Example of a class using an interface:

class dog implements animal{

function bark() {
echo “yap, yap, yap …”;

/* the interface methods/functions must be implemented (given their ‘guts’) in the class */

function breath() { echo “dog is breathing …”;}

function eat() { echo “dog is easting …”;}



Remember: when a class uses/implements an interface, the class MUST define all the methods/functions of the interface otherwise the php engine will barf … ‘barf’ is a technical term for: give you an error.

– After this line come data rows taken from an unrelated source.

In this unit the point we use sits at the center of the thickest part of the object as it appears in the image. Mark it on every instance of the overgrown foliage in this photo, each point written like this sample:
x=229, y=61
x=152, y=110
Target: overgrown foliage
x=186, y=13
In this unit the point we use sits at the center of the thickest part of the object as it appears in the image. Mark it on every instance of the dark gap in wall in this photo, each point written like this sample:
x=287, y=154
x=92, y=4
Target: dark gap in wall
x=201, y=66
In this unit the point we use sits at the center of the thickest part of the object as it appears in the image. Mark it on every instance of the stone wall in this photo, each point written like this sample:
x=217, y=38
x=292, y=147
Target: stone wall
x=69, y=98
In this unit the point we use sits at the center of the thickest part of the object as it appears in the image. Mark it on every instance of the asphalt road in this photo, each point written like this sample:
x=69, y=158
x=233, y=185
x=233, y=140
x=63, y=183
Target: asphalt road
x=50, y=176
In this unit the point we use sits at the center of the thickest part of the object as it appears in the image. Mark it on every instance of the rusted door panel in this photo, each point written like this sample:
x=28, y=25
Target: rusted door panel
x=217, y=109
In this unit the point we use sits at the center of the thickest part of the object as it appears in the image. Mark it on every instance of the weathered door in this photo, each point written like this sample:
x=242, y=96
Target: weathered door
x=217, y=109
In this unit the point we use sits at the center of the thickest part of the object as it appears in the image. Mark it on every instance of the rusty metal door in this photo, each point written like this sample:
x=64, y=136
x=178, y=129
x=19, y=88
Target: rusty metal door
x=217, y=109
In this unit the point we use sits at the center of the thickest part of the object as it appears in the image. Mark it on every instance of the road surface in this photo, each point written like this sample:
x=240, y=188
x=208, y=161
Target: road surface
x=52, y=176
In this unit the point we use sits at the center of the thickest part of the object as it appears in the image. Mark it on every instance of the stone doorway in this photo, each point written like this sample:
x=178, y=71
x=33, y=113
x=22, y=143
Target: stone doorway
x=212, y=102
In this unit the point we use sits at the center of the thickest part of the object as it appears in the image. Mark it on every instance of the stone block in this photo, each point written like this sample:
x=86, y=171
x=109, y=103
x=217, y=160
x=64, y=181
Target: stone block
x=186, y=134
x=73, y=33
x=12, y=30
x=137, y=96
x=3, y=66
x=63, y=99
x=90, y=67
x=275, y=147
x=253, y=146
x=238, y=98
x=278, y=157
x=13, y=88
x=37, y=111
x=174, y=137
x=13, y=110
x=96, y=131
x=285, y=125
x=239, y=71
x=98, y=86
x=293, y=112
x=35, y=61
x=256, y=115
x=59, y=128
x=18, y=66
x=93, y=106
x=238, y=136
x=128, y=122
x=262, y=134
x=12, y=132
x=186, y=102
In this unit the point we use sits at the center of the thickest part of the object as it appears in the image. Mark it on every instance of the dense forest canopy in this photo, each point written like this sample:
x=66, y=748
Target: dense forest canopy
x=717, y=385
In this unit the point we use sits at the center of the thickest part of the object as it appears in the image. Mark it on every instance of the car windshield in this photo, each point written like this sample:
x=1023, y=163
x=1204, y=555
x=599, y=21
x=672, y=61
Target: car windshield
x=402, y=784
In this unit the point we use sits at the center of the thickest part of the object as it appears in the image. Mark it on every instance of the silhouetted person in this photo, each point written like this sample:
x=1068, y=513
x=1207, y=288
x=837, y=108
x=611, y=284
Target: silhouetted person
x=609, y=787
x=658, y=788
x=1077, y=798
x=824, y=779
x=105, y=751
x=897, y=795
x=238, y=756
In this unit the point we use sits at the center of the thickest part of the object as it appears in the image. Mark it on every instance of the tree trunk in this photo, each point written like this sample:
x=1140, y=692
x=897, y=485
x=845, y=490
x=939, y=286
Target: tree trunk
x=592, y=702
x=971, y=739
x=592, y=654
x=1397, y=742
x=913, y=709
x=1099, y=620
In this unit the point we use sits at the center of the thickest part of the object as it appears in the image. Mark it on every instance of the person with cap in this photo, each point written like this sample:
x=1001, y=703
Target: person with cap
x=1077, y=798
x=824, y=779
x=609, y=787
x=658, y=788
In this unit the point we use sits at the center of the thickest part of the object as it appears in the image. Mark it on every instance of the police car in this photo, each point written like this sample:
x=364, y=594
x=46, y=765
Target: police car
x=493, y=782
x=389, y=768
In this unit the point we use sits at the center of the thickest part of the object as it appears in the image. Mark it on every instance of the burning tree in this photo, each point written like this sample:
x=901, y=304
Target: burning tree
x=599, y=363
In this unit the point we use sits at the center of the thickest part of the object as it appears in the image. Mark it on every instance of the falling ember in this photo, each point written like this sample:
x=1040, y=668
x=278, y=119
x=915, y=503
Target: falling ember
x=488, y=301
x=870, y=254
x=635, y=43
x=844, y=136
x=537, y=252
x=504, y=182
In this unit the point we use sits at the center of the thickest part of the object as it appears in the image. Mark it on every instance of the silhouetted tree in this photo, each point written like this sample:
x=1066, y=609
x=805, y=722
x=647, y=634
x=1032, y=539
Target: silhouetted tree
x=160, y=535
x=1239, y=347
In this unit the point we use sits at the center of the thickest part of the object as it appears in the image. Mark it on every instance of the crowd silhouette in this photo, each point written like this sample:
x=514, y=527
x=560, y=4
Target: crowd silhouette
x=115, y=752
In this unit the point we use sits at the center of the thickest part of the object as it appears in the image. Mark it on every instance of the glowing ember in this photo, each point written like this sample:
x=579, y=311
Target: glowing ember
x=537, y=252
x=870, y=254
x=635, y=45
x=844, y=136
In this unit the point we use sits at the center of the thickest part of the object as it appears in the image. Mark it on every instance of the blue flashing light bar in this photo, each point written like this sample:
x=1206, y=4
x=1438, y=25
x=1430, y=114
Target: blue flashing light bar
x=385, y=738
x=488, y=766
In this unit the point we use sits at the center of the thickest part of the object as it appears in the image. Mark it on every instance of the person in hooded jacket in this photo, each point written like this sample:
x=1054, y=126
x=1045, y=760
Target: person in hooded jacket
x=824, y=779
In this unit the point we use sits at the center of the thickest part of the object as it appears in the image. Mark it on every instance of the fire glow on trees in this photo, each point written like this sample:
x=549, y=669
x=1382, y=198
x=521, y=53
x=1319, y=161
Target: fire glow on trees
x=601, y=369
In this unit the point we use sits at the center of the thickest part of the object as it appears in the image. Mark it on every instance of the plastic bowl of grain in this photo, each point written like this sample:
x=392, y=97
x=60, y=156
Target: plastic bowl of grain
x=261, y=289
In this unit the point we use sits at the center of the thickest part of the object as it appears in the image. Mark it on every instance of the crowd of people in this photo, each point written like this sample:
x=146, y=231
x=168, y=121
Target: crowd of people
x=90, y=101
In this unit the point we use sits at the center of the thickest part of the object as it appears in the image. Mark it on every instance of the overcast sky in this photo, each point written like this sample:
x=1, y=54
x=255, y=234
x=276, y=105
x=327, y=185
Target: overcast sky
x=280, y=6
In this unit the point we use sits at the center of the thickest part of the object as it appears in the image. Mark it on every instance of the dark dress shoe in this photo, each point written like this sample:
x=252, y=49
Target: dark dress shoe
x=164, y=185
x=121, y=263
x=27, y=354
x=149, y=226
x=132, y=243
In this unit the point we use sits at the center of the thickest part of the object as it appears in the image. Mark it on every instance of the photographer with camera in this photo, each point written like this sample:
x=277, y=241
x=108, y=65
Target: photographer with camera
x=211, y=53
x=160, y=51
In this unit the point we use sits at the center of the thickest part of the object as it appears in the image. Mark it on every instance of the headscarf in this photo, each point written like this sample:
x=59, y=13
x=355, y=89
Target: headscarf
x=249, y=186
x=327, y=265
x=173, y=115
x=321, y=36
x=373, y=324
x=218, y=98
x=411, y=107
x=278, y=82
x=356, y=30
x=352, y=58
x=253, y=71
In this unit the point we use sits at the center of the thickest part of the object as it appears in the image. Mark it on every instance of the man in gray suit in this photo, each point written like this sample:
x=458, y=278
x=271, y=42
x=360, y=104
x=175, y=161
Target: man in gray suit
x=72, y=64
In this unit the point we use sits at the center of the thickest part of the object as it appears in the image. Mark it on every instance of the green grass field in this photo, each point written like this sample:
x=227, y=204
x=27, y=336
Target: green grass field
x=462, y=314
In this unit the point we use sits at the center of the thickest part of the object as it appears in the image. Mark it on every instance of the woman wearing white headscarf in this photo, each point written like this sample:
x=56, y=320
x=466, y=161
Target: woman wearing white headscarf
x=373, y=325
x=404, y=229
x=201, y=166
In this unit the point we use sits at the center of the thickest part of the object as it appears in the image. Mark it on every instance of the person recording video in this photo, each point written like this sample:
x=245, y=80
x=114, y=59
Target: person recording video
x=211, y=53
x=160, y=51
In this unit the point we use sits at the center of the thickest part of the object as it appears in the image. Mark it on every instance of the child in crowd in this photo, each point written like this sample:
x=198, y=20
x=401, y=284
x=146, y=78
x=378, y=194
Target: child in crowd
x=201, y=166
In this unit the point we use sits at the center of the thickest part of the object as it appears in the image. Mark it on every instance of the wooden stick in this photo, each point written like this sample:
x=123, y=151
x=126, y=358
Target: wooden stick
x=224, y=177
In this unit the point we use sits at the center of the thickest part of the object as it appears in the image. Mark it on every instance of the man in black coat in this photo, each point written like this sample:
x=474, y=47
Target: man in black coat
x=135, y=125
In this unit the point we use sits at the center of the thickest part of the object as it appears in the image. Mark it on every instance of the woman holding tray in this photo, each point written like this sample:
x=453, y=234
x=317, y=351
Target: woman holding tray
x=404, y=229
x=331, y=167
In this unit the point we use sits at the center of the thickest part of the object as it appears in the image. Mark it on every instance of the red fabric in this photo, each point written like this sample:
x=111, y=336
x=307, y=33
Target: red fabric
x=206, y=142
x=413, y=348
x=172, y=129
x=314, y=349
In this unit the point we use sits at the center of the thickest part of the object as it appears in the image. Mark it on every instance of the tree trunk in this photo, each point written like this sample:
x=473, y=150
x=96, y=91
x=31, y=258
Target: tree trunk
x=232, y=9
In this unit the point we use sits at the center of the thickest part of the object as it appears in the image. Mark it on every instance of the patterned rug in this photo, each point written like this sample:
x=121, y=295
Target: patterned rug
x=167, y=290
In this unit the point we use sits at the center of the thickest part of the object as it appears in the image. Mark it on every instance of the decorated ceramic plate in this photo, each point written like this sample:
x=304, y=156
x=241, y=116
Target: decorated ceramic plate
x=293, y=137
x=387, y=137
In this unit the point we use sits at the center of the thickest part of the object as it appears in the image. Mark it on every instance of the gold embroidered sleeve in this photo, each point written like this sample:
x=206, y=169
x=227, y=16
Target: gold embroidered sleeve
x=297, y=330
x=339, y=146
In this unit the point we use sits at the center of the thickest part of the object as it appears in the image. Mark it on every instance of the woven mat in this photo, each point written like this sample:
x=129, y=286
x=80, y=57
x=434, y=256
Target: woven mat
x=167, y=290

  • Interfaces allow you to define/create a common structure for your classes – to set a standard for objects.
  • Interfaces solves the problem of single inheritance – they allow you to inject ‘qualities’ from multiple sources.
  • Interfaces provide a flexible base/root structure that you don’t get with classes.
  • Interfaces are great when you have multiple coders working on a project – you can set up a loose structure for programmers to follow and let them worry about the details.


  • If you have a class that is never directly instantiated in your program, this is a good candidate for an interface. In other words, if you are creating a class to only serve as the parent to other classes, it should probably be made into an interface.
  • When you know what methods a class should have but you are not sure what the details will be.
  • When you want to quickly map out the basic structures of your classes to serve as a template for others to follow – keeps the code-base predictable and consistent.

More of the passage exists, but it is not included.